Friday, March 18, 2011

AM & Fraud: Risk that put burdens on Banks

AML & Fraud: The Global Challenge

Just when you think you've filled all the gaps by investing in all the right technology, crafty criminals will come up with an unexpected way to commit fraud. Increased cross-border transaction volume means more opportunity not just for money laundering, but also for ACH fraud, card fraud and identity theft, and that means greater need for real-time transaction monitoring.

As global transactions increase, and political unrest in Northern Africa continues, U.S. regulators will more closely scrutinize compliance with the USA Patriot Act and the Bank Secrecy Act, to name two regulations.

In other parts of the world, such as Europe, where privacy mandates often conflict with U.S. policy, regulators are just as intent on ensuring standards and sanctions are adhered to by banks and businesses operating within their borders.

From an AML perspective, most international banks are complying well with existing regulatory mandates.
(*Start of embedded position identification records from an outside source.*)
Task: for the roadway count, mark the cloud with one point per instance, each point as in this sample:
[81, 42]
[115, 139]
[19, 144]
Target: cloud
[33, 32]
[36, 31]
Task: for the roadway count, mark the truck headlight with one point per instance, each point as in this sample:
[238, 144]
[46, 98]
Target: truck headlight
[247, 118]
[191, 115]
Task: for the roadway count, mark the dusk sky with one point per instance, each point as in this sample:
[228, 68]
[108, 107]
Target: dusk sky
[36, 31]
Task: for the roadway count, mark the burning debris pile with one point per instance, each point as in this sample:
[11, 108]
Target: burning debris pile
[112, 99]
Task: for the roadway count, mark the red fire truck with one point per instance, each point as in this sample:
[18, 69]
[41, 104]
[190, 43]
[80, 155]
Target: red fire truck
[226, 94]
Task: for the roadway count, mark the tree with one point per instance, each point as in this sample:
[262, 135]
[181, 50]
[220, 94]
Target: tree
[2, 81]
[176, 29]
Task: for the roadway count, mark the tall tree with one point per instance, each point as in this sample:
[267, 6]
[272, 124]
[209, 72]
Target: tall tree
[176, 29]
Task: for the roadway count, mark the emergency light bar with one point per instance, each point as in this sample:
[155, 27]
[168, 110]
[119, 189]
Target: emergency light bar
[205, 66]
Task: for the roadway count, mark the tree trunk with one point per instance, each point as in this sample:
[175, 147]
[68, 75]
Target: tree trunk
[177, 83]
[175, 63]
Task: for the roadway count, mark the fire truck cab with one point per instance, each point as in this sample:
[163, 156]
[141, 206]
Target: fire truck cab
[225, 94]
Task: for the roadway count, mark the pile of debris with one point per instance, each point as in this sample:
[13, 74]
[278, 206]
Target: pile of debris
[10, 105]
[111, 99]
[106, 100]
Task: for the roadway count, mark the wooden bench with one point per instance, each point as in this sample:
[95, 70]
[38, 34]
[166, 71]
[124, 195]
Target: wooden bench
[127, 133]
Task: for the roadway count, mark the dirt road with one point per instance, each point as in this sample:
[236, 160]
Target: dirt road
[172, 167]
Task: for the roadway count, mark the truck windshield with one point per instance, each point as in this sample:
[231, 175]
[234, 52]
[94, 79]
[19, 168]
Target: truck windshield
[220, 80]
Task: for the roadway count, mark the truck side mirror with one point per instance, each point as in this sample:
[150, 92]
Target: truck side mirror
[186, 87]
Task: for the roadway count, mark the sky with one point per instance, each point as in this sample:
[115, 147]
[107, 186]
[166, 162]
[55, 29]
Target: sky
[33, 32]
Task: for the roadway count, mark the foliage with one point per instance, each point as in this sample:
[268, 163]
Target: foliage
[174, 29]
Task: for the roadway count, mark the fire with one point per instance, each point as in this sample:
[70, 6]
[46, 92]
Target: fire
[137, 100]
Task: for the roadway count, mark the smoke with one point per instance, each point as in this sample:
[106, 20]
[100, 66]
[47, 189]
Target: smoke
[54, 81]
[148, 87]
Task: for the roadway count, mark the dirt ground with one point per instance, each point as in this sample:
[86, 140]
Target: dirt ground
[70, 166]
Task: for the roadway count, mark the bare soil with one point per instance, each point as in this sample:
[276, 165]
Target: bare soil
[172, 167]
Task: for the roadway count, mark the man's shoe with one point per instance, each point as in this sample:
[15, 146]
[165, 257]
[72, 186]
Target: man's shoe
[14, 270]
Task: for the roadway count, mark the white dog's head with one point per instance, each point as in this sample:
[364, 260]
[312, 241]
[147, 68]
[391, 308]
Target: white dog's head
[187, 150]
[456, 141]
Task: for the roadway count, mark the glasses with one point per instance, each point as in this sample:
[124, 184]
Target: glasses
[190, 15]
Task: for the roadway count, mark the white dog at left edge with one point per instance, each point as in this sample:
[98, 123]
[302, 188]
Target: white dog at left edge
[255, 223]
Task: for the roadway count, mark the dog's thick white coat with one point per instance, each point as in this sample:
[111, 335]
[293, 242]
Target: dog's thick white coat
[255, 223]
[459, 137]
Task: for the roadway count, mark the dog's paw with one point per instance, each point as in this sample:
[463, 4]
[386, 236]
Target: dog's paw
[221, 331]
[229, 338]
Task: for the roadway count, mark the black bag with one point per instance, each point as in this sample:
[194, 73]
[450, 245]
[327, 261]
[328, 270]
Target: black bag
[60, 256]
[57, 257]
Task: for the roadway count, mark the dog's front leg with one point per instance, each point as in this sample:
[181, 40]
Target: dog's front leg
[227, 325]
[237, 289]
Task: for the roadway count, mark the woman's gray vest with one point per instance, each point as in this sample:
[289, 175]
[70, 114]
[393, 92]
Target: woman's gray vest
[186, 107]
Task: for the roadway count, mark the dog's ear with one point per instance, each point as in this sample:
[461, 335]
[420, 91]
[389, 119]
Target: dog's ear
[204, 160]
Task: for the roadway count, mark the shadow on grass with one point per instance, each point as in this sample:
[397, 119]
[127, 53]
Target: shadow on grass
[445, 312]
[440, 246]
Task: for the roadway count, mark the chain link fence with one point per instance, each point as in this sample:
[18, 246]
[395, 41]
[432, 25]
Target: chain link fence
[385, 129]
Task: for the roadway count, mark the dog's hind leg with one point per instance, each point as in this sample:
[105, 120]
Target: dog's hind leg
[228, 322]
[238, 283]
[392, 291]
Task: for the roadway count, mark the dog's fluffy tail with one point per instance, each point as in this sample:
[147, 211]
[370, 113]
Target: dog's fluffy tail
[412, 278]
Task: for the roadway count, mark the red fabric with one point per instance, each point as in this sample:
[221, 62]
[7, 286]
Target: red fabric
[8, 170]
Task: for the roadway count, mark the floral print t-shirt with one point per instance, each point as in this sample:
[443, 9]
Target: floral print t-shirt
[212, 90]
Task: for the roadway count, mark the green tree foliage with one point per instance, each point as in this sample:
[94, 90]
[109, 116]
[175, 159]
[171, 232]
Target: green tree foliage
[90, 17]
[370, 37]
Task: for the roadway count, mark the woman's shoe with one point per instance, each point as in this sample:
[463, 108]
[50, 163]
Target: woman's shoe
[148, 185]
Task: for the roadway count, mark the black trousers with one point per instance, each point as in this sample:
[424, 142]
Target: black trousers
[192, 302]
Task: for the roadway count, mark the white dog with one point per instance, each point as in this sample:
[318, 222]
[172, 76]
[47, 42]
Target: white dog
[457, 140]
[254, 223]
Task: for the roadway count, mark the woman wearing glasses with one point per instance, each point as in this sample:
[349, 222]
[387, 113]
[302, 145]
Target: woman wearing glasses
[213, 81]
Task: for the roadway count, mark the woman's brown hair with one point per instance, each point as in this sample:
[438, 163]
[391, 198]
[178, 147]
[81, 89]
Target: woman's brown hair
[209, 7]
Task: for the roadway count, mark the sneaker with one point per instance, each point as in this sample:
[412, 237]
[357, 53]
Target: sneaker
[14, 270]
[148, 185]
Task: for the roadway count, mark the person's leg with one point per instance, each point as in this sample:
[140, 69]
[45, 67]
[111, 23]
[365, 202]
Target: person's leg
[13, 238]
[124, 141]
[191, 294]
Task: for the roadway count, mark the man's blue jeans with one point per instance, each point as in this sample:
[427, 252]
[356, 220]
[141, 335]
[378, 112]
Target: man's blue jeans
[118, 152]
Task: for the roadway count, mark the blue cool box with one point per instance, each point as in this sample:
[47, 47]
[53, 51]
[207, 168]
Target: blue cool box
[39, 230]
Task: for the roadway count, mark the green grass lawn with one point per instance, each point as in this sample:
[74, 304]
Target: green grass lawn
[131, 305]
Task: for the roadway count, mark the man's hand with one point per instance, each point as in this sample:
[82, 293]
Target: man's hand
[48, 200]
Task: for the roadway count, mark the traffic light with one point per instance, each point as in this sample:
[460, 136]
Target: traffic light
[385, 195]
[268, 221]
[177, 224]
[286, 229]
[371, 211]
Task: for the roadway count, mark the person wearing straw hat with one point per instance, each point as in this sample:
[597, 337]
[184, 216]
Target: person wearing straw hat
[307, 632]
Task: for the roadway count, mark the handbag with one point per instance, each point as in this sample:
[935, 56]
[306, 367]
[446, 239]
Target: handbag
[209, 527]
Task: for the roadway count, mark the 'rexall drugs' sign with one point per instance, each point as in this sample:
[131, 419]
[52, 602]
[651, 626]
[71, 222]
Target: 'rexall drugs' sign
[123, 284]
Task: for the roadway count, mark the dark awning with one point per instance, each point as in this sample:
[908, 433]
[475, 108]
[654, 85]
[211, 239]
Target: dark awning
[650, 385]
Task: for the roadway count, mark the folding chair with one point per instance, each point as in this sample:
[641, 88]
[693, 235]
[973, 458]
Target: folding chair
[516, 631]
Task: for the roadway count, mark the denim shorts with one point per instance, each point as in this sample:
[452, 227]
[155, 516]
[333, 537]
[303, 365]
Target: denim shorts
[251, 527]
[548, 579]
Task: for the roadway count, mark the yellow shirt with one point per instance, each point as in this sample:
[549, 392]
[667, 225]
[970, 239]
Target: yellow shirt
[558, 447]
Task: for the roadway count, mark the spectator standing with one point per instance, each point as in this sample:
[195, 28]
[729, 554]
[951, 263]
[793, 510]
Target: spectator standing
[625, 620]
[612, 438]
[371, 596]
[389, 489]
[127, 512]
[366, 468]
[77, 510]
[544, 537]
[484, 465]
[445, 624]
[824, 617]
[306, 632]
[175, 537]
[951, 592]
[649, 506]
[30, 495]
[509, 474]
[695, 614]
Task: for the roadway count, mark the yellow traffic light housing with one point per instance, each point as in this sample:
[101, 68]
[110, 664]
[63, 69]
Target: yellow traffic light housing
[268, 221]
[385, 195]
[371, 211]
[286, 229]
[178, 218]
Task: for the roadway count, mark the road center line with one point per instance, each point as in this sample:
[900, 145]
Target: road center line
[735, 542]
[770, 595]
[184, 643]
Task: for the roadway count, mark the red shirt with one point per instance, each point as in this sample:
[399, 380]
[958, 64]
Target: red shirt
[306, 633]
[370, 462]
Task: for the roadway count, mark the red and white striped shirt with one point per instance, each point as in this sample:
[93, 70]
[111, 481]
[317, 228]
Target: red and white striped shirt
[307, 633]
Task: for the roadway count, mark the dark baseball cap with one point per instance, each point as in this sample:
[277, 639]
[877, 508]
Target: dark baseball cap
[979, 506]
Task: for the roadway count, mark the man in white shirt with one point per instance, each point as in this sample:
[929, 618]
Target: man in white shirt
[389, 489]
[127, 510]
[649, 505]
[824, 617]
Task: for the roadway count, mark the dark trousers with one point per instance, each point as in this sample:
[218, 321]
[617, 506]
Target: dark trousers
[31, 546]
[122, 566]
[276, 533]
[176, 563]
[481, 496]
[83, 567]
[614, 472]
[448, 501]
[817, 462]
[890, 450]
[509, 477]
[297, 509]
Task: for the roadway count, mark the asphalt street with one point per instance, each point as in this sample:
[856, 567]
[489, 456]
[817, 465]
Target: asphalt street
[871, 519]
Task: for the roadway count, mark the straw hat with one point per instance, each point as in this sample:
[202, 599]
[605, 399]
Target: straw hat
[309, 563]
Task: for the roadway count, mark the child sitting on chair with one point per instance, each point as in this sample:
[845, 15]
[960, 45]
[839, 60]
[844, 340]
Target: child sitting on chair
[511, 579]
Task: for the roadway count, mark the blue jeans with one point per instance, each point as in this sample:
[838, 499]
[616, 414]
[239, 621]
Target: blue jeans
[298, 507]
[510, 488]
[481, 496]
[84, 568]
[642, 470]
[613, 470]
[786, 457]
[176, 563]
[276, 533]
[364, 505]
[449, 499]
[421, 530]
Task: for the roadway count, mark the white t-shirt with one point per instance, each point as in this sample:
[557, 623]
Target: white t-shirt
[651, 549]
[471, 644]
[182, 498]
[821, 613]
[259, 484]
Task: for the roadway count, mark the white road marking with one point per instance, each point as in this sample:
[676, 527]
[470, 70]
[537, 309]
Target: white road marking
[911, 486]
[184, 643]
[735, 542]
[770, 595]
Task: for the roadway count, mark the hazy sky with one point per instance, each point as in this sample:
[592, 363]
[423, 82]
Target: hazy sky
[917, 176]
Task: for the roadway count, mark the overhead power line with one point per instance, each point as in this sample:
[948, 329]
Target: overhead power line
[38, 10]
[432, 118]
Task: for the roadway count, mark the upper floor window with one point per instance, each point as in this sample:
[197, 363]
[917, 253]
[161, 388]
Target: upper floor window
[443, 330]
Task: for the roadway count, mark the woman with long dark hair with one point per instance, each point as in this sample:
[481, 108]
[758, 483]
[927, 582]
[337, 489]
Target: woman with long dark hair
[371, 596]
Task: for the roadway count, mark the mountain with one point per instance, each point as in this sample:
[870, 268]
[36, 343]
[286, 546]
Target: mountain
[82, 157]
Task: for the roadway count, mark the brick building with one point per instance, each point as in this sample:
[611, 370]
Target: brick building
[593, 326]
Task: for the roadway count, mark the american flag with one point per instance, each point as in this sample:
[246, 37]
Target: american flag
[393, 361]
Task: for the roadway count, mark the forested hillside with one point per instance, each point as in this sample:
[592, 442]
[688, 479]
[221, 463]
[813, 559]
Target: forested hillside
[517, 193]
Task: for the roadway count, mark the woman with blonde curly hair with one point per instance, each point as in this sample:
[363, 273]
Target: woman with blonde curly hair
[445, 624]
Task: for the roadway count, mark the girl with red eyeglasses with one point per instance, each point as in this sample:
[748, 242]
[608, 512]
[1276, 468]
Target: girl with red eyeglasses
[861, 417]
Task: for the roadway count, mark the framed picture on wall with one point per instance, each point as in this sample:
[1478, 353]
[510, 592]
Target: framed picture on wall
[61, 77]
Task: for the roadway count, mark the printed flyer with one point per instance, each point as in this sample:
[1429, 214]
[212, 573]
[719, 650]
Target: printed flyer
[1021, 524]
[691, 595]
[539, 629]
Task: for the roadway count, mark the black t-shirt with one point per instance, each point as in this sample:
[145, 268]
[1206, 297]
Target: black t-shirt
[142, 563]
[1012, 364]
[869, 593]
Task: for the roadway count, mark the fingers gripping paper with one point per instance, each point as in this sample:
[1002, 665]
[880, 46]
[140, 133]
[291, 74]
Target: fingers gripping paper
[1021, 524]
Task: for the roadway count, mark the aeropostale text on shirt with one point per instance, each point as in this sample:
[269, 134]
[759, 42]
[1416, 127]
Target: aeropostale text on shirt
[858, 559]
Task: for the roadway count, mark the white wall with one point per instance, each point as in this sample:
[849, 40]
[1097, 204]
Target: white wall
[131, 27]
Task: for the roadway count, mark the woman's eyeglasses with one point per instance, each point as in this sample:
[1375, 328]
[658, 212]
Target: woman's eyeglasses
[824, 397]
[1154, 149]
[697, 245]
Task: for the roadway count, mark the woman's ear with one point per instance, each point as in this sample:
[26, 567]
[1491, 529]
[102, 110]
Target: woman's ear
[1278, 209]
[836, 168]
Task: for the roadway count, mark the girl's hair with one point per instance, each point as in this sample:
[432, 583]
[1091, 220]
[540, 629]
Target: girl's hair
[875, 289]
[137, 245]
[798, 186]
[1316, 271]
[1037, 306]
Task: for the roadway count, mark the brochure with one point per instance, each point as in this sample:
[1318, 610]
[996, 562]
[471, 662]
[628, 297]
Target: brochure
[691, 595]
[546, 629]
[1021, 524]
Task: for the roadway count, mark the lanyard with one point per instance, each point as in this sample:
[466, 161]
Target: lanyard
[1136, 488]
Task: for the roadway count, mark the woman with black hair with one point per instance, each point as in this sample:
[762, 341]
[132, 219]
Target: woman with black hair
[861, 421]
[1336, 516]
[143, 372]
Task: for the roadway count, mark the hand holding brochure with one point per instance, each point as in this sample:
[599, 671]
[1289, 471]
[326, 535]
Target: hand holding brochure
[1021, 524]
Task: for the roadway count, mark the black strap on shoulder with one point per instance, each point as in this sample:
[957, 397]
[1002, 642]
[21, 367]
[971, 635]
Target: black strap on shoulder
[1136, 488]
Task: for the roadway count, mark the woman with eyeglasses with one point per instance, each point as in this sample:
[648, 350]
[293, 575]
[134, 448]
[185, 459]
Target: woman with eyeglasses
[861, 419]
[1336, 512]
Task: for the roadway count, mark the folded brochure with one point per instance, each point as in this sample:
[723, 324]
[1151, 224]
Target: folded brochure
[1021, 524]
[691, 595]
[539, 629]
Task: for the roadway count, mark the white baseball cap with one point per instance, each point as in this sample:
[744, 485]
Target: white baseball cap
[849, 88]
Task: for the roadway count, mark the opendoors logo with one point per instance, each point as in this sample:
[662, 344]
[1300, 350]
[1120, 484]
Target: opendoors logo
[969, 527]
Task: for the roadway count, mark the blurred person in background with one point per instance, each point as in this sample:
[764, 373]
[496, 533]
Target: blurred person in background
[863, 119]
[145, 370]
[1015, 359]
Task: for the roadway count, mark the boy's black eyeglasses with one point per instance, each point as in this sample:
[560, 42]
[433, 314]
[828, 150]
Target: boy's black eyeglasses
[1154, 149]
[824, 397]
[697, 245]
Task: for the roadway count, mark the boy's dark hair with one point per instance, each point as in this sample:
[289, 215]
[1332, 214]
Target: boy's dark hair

But enhanced monitoring, going forward, will be a must.

Regulators are looking for more efficient monitoring, and now banks are going to be expected to have more streamlined fraud-detection tools. Centralizing data is the only cost-effective way to streamline.

Centralizing your data is so important, for fraud detection, as well as knowing your customer. After all, knowing your customer leads to better service and fewer fines in the long run
Compliance is always looked at as a cost center. But when you know your customers and how they behave, not only can you meet the requirements of regulatory compliance, but you also can more effectively target your customers and shape your products around what they need, rather than around what you assume they want.